Bareskrim Polri telah melakukan pemeriksaan perdana terhadap terpidana kasus korupsi hak tagih (cessie) Bank Bali, Djoko Tjandra, Jumat (31/7/2020). Karo Penmas Divisi Humas Polri, Brigjen Pol Awi Setiyono mengatakan pemeriksaan berkaitan dengan adanya surat jalan dan bebas Covid 19 yang digunakan pelaku. Dalam kasus ini, Djoko Tjandra sementara ini masih berstatus saksi.
Awi mengatakan kasus tersebut merupakan pengembangan dari kasus yang menjerat mantan Karo Korwas PPNS Bareskrim Polri Brigjen Pol Prasetijo Utomo. "Pada tanggal 31 Juli 2020 JST sudah dilakukan pemeriksaan sebagai saksi oleh penyidik terkait kasus surat palsu yang melibatkan BJP PU," kata Awi di Bareskrim Polri, Jakarta, Senin (3/8/2020).
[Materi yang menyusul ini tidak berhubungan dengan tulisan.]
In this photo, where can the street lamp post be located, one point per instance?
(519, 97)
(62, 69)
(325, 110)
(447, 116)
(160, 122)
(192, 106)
Dalam pemeriksaan itu, Awi mengatakan Djoko Tjandra menunjuk pengacara Otto Hasibuan sebagai kuasa hukumnya.
Namun demikian, Awi mengatakan kepolisian belum mendapatkan surat penunjukan kuasa hukum dari Djoko Tjandra. "Menurut JST bahwa yang bersangkutan sudah menunjuk Otto Hasibuan sebagai kuasa hukum dalam menghadapi perkara di Bareskrim Polri. Namun demikian, sampai dengan saat ini penyidik belum melihat surat kuasanya," katanya. Di sisi lain, ia belum bisa berbicara banyak terkait perkara penerbitan surat jalan dan bebas Covid 19 yang dilakukan Djoko Tjandra.
Dia menyampaikan kemungkinan ada kasus lainnya yang akan terungkap dalam pengembangan kasus tersebut. "Kemungkinan ada kasus kasus lainnya termasuk adanya aliran dana dalam kasus JST tersebut," katanya. Kuasa hukum Djoko Tjandra, Otto Hasibuan menyampaikan pihaknya akan kembali menemui kliennya di rutan cabang Salemba Mabes Polri, Jakarta Selatan pada Senin (3/8/2020) ini.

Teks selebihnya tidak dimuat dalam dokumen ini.